Песни умирающей земли — страница 42 из 141

— Но почему? — продолжала недоумевать Т'сейс.

Ей ответом сперва была голодная нехорошая ухмылка, затем последовало объяснение:

— Потому что смотреть на меня — все равно, что глядеть на само стекло, ибо я — воспоминание об Умирающей Земле, живое отражение, совсем как ты. Впрочем, не важно, что они умерли. Придут другие. Таков путь теней.

— Заклятье?

Вендра пожала плечами.

— Я не могу оставить эту преисподнюю собственной воли, зато я выучилась нескольким заклинаниям от тех, кто преклонялся предо мною. Каменные хоромы выстроены с помощью магии. Она же сотворила лицо на скале — это путеводная звезда, маяк. Путеводная звезда, маяк. Путеводная звезда, маяк. Путеводная звезда, маяк…

За сладким нектаром слов Т'сейс почудилось жало, она сдернула повязку с глаза и через несколько мгновений сумела побороть желание лечь и уснуть средь трупов.

Вендра вздохнула, голос и интонации у нее вновь стали нормальными, взгляд с противоестественным напряжением впился в Т'сейс.
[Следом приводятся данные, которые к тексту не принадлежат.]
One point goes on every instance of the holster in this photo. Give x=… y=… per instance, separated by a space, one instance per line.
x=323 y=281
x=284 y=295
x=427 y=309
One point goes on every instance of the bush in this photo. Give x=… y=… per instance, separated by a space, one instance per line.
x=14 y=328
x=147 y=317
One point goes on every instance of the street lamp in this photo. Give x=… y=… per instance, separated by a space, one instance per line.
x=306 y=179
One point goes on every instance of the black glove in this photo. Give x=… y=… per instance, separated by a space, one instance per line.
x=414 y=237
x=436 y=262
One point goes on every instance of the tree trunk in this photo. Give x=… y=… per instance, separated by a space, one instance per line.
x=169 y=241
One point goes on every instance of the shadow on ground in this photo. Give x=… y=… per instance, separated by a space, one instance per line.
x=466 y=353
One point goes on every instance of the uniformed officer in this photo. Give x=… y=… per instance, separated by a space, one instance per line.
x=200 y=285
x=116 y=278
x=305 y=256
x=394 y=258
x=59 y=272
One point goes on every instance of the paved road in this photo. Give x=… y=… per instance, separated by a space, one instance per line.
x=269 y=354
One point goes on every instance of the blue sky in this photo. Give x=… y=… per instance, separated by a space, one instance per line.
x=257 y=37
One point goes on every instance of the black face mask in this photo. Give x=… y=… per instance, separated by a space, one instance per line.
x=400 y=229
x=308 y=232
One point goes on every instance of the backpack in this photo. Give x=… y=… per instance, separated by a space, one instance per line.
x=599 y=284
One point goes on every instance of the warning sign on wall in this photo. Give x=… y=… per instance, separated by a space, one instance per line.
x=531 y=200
— Я освобождаю тебя от твоего собственного заклятья, причем добровольно, — сказала Т'сейс. — Но если ты предпримешь еще одну попытку, клянусь, что скину тебя вниз со скалы. Лететь придется долго.

Вендра вздохнула глубоко, с дрожью.

— Не могу сказать, чтобы я хотела погубить человека по собственной воле, — как ни в чем не бывало продолжила она, не в силах поднять на Т'сейс взгляд. — Явно ты пришла сюда не просто так. Зачем ты здесь?

— Меня послал Сарнод, чтобы вернуть тебя, — ответила Т'сейс, хотя на самом деле Вендра пугала ее почти так же, как мысль о том, чтобы возвратиться к Сарноду и снова стать его слугой.

Вендра горько рассмеялась, изумление ее казалось солью, сыплющейся на рану. Она сказала:

— Сарнод — жестокий человек, но, полагаю, одно доброе дело он себе все же позволил: дал мне возможность избрать такое имя, которое не напоминало бы мне, что я — всего-то лишь отражение, пусть даже из соображений честолюбия мне лучше не пользоваться этим именем.

— И все же, создав меня, — возразила Т'сейс, — он сделал и меня отражением. Однако он ничего не рассказал о моем происхождении, так что я считала себя первообразом.

— Только одно доброе дело, — повторила Вендра. — Одно-единственное среди всего прочего.

— Он очень опечален тем, что тебя нет рядом с ним, — добавила Т'сейс, хотя не знала, правда ли это. На самом деле они с Вендрой были не очень-то и похожи. Такое наблюдение заставило сердце Т'сейс биться сильнее, навело на размышления о капитане, который ждал на корабле. «Что ты будешь делать?» — задал он вопрос, и она ответила: «Не знаю».

Тут глаза Вендры сузились, и она спросила:

— А Гандрил? — На миг она показалась молодой и совсем бесхитростной.

— Сарнод готов все простить. Я здесь для того, чтобы вернуть тебя. Гандрила тоже ищут.

Словно возвращаясь к жизни, Вендра шевельнулась на истлевшем троне.

— Я согласна, — сказала она голосом одновременно усталым и полным надежды. — Даже если это неправда.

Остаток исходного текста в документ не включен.